The CS system for endovascular treatment of aortic arch pathologies demonstrated promising safety and efficacy in this study, with no deaths, strokes, retrograde type A aortic dissections, re-interventions, or significant endoleaks during one year follow up. Stenosis of the reconstructed SATs should be monitored closely.
采用带主动脉弓上分支(SAT)重建的血管腔内主动脉弓修复术是外科置换术的一种替代方法,但理想的支架型人工血管仍在研究中。本研究描述了一种新型的、现成的、用于主动脉弓疾病的凹形弓上三分支支架型人工血管系统(CS系统)的首次应用经验及一年随访结果。
这是一项在三家医院进行的前瞻性队列研究,纳入2022年3月至2023年6月的患者,以评估CS系统用于主动脉弓病变的情况。一个多学科委员会在术前对患者进行评估。所有患者均使用CS系统治疗,以覆盖主动脉弓病变并重建所有SAT。在术后两周、六周和十二个月时通过计算机断层扫描进行随访评估。

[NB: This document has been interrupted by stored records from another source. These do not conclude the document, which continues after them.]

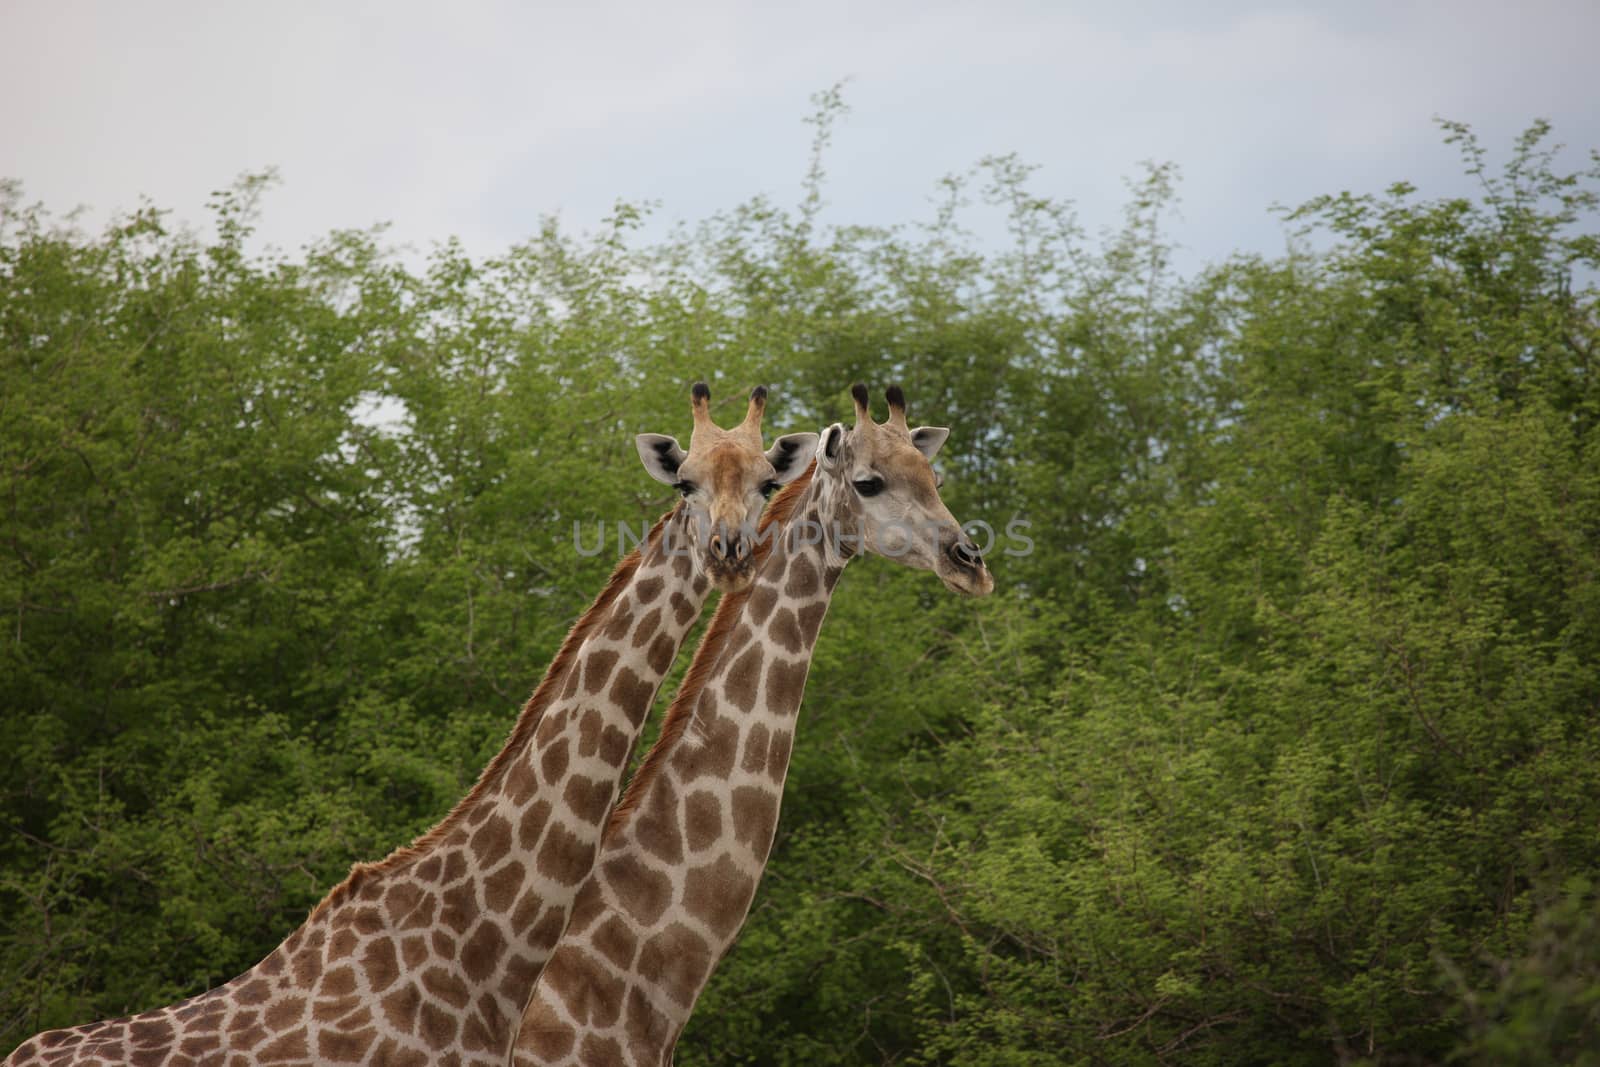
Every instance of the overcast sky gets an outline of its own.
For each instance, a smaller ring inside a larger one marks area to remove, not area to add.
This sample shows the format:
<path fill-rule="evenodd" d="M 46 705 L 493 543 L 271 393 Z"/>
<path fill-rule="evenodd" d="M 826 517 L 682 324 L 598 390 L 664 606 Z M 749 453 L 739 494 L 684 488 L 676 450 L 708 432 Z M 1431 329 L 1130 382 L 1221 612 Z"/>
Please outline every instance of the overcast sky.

10例患者(8例男性)使用CS系统进行了治疗。平均年龄为65.3岁。病情包括胸主动脉瘤、非A非B型主动脉夹层和穿透性主动脉弓溃疡。所有患者均获得技术成功,术中发生1例III型内漏。平均手术时间为160±23分钟,平均透视时间为63±20分钟。住院死亡率和卒中率均为0%。平均随访时间为456.9±93.6天。所有患者恢复良好,无并发症。CS系统完全覆盖了主动脉病变,所有重建分支均保持通畅。单个内漏在六个月内自发闭合。在三条左颈总动脉中观察到轻度至中度的支架内狭窄。未观察到其他形态学异常,无需二次干预。
本研究中用于血管腔内治疗主动脉弓病变的CS系统显示出有前景的安全性和有效性,在一年随访期间无死亡、卒中、逆行性A型主动脉夹层、再次干预或严重内漏。应密切监测重建的SAT的狭窄情况。